We Canadians don't really like to express ourselves, at least not publicly. We're reluctant to let our emotions show to the world at large, particularly, it seems, in honouring fellow Canadians - even those who've contributed selflessly to the common weal, heroes and heroines of whom we should be proud. Rarely do we go in for statues or monuments. As near as we come to public reverence these days, it seems, is roadside memorials or headstones in a cemetery.

Notable exceptions are the monuments and memorials across Canada and in Europe and elsewhere honouring our war dead.

These, after all, are the very least we can do for the more than 100,000 Canadians who gave their lives for their country - for us.

Another exception can be found near Victoria's James Bay, near the west corner of the intersection of Menzies and Belleville streets. You'll have to look for it. Privately funded and installed in 2000, it's the statue of a robe-clad woman although she more strongly resembles a crowned knight of the Crusades. Her arms are extended high in the air and she's holding a wreath in her right hand, a dove in the other. The Spirit of the Republic honours the Canadians who served in the the Mackenzie-Papineau Battalion - not in the First, Second of Korean Wars, but in the Spanish Civil War, a war not officially recognized at the time by Canada.

A war fought by civilian volunteers from dozens of nations who recognized the threat that fascism posed for all of Europe and beyond while Great Britain practised appeasement and the United States pursued isolation.

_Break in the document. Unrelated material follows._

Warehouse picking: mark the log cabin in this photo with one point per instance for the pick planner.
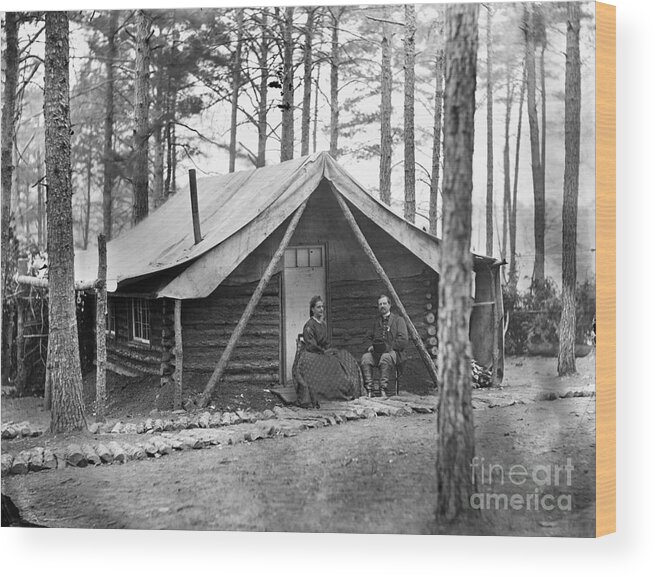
(243, 259)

More than 1,500 Canadians served in that unofficial war, 1936-1939, while our own government, and those of most other Western nations, stood idly by as Franco's rightist Republican Army ultimately overthrew Spain's democratically elected government. Franco succeeded only with the aid of Nazi Germany and Fascist Italy whose troops used the Spanish battlefields as testing grounds for new weapons - for the "real" war that was soon to follow.

It's accepted that almost half of those Canadians who volunteered in Spain lost their lives while serving in the Canadiandominated Mackenzie-Papineau Battalion, the name by which they became known and in whose memory the statue was erected.

Just as these courageous volunteers were officially shunned then, the 75th anniversary of the outbreak of the Spanish Civil War in 2012 passed without official notice in Canada, neither the departments of National Defence nor Canadian Heritage commemorating the event. Compare this to Ottawa's mega-milliondollar observance of the War of 1812-14, and its current plans for the First World War, 1914-18.

As was noted at the time, "The names of volunteers who died in Spain do not appear in Veterans Affairs Canada's Books of Remembrance. Survivors do not collect government pensions for their efforts. And permanent exhibitions at the Canada War Museum in Ottawa make no explicit reference to the [members of the M-P Battalion]."

Although National Defence's lack of recognition has been attributed to the fact that they weren't members of the Canadian armed forces, many believe this official snub to be a holdover from the Cold War because many of the Canadians who fought in Spain were radicals, far-left socialists or outright communists, all anathematic to the democratic but capitalistic government of the day.

Perhaps the closest that the Spirit of the Republic has come to official recognition is that interim NDP premier Dan Miller attended its unveiling in February 2000.